2. If my office is to best assist HM Prison and Probation Service (HMPPS) in ensuring
the standard of care received by those within service remit is appropriate, our
recommendations should be focused, evidenced and viable. This is especially the
case if there is evidence of systemic failure.
3. Since 6 September 2021, the PPO has investigated post-release deaths that occur
within 14 days of a prisoner’s release.
4. Mr Jamie Andrews died from heart disease caused by a narrowing of the coronary
arteries on 4 December 2022, following his release from HMP Bristol three days
earlier. He was 49 years old. He also had combined heroin, cocaine, methadone,
nordiazepam and pregabalin toxicity which contributed to but did not cause his
death.
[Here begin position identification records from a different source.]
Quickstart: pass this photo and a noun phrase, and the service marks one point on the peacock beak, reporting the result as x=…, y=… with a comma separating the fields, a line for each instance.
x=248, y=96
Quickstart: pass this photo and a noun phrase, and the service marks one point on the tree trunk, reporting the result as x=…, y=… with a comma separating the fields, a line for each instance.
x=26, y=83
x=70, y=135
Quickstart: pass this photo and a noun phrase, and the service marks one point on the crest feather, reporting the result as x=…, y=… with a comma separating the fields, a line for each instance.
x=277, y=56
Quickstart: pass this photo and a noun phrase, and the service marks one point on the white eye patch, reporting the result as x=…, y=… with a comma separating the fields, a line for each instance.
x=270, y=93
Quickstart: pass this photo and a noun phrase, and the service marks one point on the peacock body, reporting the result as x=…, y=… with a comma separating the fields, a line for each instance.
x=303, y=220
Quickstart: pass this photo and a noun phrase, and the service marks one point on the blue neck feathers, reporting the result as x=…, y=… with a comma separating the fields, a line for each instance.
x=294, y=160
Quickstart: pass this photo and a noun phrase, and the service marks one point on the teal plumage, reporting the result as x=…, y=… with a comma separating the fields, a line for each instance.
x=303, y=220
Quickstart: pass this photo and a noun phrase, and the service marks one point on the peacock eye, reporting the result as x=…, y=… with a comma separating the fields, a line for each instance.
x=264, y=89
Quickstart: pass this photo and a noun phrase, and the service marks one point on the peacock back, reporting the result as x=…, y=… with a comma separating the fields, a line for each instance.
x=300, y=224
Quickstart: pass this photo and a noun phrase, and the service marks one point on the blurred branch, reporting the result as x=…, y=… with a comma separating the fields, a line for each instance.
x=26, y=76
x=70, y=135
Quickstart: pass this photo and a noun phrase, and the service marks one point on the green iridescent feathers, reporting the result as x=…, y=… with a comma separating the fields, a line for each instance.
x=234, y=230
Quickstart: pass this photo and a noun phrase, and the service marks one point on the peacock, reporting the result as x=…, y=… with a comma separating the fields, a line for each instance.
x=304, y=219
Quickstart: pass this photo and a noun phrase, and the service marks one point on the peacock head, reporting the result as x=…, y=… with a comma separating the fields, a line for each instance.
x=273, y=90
We offer our condolences to his family and friends.
5. On 21 November 2022, Mr Andrews was sentenced to three weeks in prison for
theft and was sent to HMP Bristol. That same day he was remanded to Bristol for
further offences. Mr Andrews was withdrawing from alcohol and drugs. He had a
community methadone prescription and was homeless. His sentence ended on 1
December.
6. Mr Andrews’ community offender manager completed a duty to refer (DTR) to
Reading Borough Council. (The Homelessness Reduction Act 2017 requires
prisons and probation services to refer anyone who is homeless or at risk of
becoming homeless within 56 days to a local housing authority.)
7. A healthcare administrator arranged an appointment for Mr Andrews post-release at
a community drug and alcohol team in Reading.
8. On 1 December, Mr Andrews was released on licence from HMP Bristol. Prison
staff did not realise that when he was sentenced Mr Andrews was also remanded to
prison and therefore, he was released from Bristol in error. He did not attend the
planned appointment with his community offender manager in Reading, but he did
go to his appointment with the community drug and alcohol team.
9. At 00.25am on 4 December, ambulance paramedics in Reading found Mr Andrews
slumped over a parked car holding onto a bicycle. Mr Andrews was not breathing.
The paramedics started cardiopulmonary resuscitation (CPR). At 1.00am, the
paramedics confirmed that Mr Andrews had died.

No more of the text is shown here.